Development of a transmissive phase modulator (SLM) based on Liquid Crystal (LCD) for Virtual and Augmented reality applications (AR/VR)
Published : 8 October 2019
Today, the field of display is increasingly oriented towards applications such as augmented reality headphones (HMD) or head-up vision (HUD. In general, these devices use a micro-screen combined with an optical system for projecting an image on a specific surface in the case of an HUD, or directly on the eye in the case of an HMD. These devices have to provide an image with a very high resolution, all on a very wide angle of view. To meet these two issues, the optics needed is expensive and take too much place which increases the difficulty of integration for a mobile system such as the helmet. To solve this problem an intermediate solution exists, it is to use a system composed of an SLM (phase modulation) integrated into a so-called adaptive optical system. Furthermore, the transmissive feature of the SLM is mandatory and only the transmissive LCD microstructures, by acting on the phase and / or the polarization of the light, can find a wavefront corrector function for adaptive optics.

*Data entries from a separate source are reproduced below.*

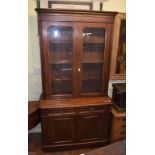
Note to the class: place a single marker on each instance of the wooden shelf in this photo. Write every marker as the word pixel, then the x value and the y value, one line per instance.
pixel 62 62
pixel 93 40
pixel 93 77
pixel 60 41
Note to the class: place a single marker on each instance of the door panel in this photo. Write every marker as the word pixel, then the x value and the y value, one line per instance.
pixel 60 58
pixel 92 56
pixel 58 130
pixel 93 127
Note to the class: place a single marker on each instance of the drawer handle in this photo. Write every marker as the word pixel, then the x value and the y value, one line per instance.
pixel 123 126
pixel 92 109
pixel 122 133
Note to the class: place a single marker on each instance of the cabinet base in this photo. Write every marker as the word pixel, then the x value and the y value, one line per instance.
pixel 75 146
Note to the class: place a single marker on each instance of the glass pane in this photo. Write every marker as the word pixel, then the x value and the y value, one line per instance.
pixel 121 56
pixel 61 56
pixel 93 53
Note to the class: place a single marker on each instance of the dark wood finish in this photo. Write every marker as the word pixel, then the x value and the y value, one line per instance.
pixel 77 20
pixel 119 96
pixel 33 114
pixel 118 129
pixel 34 147
pixel 71 2
pixel 118 148
pixel 70 117
pixel 115 48
pixel 85 122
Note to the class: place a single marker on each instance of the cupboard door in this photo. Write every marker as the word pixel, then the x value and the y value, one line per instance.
pixel 61 59
pixel 93 127
pixel 58 130
pixel 92 69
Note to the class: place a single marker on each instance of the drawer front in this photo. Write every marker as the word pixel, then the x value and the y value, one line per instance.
pixel 75 111
pixel 58 130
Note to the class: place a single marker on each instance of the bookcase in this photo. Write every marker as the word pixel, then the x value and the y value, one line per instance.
pixel 75 57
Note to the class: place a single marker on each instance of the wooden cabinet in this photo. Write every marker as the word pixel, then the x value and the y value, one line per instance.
pixel 118 130
pixel 75 59
pixel 77 123
pixel 75 52
pixel 118 58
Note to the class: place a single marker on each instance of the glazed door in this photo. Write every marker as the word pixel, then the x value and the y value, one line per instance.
pixel 93 57
pixel 60 59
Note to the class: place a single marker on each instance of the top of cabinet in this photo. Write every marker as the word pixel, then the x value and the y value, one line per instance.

Adaptive optics projects include, for example, compact, high-resolution, high-resolution lenses based on the concept of eye function (Foveation), where only the part of the useful field is highly defined by acting on the correction of the wavefront via the integrated SLM in the optics.
Previous work has shown that this kind of object requires a technology using complex micro-electronics bricks based on the CMOS report on transparent substrate to obtain transmissive screens.
Our last theoretical study on the subject showed that the LCD screen configuration called IPS for In-Plane Switching, could be adapted to meet our needs. This configuration offers a lot of advantages including that of being easier to implement.
The proposed work is part of a new project in which the first phase will consist of simulating, with specific software, the evolution of the liquid crystal according to the different pixel design and electrode design to define the optimal geometry of the crystal liquid cell. If possible, preference will be given to structures where the liquid crystal does not twist. At the end of this study, the second phase of the project will include the complete realization of a screen with a passive matrix while taking into account the concept of the optimised cell. Finally, to measure the performance of the test cells and the final SLM obtained, the development and implementation of an optical and addressing bench for electro-optical characterization will also be requested.